For the sushi rice:2 tablespoons rice vinegar
1 tablespoon mirin (rice wine similar to sake)
1 tablespoon sugar
½ teaspoon salt
180g / 1 cup short-grain sushi rice
240ml / 1 cup cold water
For the mashed purple potatoes:100g / 3.5 ounces boiled and peeled purple potato, cooled
2 tablespoons heavy cream
1 teaspoon butter
Fine sea salt
Coarsely ground black pepper
Freshly grated nutmeg
For the hand rolled sushi:3 Dried seaweed, cut into squares
Sushi rice (recipe below)
200 g Cooked octopus, cut into bite sized slices
50 g Ikura (salmon roe)
Freshly grated ginger
Plum sauce Soy sauce
HOW TO MAKE IT
- For the mashed purple potatoes, purée the potato, heavy cream, and butter in a blender or food processor until smooth and season with salt, pepper, and nutmeg to taste.
- For the hand rolled sushi, place 1 tablespoon of sushi rice in the middle of a sheet of dried seaweed.
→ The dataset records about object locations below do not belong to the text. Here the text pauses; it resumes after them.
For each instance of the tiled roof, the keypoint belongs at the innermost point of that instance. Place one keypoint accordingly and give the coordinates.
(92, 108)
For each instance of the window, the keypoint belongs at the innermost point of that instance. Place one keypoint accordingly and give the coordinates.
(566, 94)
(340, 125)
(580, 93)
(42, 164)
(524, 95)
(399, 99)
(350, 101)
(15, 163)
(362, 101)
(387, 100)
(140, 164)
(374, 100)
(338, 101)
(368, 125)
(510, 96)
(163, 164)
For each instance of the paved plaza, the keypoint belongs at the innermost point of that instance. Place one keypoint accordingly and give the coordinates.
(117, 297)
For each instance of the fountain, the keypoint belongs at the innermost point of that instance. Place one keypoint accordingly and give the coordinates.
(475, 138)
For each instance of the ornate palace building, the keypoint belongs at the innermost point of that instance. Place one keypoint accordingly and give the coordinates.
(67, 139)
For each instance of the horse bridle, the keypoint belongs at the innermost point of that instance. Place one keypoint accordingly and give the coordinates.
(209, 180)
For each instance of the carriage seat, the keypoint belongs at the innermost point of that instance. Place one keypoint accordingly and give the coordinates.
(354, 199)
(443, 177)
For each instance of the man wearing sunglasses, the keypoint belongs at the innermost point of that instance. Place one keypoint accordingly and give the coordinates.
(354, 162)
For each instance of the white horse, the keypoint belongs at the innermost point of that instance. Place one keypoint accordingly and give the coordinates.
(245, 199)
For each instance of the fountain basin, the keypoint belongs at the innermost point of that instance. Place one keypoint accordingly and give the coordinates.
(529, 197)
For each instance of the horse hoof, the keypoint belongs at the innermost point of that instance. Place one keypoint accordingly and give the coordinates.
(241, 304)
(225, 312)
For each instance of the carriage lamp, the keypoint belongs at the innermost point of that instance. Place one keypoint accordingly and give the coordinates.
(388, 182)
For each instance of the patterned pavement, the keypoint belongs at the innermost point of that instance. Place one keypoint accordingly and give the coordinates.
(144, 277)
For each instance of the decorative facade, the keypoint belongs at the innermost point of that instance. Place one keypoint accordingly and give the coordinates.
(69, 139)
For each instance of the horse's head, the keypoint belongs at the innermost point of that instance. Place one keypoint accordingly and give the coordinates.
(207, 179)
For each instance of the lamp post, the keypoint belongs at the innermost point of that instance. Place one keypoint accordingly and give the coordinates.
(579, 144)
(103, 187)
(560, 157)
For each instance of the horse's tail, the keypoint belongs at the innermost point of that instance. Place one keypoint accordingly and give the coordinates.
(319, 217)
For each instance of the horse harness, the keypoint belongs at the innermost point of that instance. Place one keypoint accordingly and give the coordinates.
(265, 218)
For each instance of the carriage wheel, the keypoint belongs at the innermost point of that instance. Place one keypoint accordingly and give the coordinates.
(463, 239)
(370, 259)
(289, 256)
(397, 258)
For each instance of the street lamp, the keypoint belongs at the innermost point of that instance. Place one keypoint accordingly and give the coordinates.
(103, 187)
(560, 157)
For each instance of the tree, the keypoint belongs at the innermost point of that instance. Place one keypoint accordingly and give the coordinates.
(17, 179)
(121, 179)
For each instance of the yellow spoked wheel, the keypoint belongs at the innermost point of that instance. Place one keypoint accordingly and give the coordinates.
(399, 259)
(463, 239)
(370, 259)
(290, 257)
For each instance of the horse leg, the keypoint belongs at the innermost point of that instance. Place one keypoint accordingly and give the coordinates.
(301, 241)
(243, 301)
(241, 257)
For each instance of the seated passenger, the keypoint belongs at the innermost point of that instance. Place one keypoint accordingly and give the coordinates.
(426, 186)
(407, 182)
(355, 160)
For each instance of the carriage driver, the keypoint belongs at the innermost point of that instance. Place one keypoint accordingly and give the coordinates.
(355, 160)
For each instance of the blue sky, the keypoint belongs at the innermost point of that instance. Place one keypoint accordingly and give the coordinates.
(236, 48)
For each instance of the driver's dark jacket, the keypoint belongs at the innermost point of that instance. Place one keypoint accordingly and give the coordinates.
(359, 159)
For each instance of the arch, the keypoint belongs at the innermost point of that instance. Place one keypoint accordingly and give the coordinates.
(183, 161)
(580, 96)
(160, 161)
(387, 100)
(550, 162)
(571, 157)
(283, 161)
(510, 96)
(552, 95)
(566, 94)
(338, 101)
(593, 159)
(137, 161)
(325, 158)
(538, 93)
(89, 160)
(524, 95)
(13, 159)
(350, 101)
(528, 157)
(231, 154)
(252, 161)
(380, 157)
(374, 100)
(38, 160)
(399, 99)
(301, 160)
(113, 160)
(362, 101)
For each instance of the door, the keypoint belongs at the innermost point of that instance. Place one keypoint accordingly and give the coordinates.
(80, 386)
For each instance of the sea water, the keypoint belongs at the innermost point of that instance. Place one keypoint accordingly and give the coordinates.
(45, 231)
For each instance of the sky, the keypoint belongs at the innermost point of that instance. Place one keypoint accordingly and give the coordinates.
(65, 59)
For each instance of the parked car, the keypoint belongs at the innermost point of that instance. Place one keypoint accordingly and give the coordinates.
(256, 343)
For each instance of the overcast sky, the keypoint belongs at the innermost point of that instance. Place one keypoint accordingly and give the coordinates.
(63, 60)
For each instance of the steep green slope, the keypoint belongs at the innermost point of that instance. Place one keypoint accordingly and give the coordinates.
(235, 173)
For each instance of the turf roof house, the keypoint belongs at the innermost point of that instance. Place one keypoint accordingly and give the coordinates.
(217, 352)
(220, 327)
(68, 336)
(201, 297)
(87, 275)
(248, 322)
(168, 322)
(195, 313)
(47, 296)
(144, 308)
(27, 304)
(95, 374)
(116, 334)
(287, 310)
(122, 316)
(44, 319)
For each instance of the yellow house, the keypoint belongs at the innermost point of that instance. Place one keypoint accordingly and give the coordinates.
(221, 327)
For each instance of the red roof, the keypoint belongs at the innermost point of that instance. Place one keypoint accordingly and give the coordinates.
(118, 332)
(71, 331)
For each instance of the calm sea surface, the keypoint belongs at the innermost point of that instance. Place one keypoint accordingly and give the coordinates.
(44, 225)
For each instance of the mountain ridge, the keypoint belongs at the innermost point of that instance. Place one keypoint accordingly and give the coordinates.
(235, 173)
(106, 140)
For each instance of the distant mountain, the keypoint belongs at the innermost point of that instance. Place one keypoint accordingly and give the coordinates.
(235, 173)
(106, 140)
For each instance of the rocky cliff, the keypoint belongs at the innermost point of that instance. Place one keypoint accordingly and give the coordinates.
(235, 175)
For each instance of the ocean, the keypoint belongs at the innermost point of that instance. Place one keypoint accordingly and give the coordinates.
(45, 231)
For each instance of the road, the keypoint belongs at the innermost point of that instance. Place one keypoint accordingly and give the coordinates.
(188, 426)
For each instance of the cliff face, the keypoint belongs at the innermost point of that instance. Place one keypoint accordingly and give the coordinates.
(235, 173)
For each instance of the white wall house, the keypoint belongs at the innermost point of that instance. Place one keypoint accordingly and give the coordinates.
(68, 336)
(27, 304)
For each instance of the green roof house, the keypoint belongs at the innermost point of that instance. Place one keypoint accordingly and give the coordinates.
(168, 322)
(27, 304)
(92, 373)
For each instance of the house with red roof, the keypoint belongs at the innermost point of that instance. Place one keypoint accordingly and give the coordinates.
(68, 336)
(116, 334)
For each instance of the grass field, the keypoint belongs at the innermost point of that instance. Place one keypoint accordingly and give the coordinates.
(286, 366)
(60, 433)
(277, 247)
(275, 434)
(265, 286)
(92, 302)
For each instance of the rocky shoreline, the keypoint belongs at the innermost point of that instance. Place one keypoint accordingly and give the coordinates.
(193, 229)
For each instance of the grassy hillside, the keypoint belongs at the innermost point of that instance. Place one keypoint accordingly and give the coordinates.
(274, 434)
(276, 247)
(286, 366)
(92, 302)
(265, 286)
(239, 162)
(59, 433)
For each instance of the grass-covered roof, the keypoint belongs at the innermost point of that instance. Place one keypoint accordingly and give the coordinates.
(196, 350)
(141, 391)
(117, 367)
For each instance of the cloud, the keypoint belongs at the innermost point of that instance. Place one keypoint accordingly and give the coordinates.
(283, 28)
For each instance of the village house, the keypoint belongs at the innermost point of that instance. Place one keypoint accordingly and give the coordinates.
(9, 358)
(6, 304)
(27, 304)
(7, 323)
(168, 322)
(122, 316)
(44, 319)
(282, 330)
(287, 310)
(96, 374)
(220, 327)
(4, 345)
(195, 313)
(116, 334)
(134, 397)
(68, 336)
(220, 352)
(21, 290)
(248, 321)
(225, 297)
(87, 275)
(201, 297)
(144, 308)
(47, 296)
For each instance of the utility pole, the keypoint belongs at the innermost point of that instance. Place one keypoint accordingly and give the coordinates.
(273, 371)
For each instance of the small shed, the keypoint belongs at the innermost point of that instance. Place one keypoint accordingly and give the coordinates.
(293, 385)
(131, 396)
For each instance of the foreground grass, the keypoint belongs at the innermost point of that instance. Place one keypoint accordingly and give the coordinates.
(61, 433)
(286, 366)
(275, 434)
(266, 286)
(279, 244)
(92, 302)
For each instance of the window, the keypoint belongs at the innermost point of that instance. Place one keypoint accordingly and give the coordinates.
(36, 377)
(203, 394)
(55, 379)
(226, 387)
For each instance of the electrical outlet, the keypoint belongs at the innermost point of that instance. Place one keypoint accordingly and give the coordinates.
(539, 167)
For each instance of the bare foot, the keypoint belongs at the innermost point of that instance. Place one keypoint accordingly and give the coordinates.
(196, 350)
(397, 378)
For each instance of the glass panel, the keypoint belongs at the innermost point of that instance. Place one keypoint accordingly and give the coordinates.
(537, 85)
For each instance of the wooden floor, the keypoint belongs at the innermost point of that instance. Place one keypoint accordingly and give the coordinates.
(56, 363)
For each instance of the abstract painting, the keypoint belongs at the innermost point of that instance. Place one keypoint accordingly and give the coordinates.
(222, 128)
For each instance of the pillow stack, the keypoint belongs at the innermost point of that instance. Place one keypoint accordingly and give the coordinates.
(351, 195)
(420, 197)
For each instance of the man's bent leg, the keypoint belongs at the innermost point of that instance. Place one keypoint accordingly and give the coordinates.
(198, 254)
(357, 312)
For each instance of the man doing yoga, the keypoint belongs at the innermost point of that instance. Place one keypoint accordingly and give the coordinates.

Add 1 teaspoon of the mashed purple potatoes, a slice of the octopus, and half a teaspoon of salmon roe. Roll like a cigar, add seasonings to taste, and enjoy immediately.
- In a small bowl, heat the vinegar, mirin, sugar, and salt, over low heat, stirring until the sugar and salt are dissolved; let it cool.
- Rinse the rice 4-5 times with cold water, then drain in a colander for 15 minutes.
- In a medium saucepan, bring the rice and water to a boil over high heat. Reduce the heat to low, cover the pot, and simmer the rice for 15 minutes. Take the pot off the heat and let the rice rest for 15 minutes, don't lift the lid. Transfer the rice to a large glass bowl.
- Sprinkle the warm rice with the cold vinegar mixture and stir gently, you can fan the rice while mixing, that will help it to dry, if it's too sticky. Cover with a damp kitchen towel while preparing the sushi. Sushi rice is best at body temperature.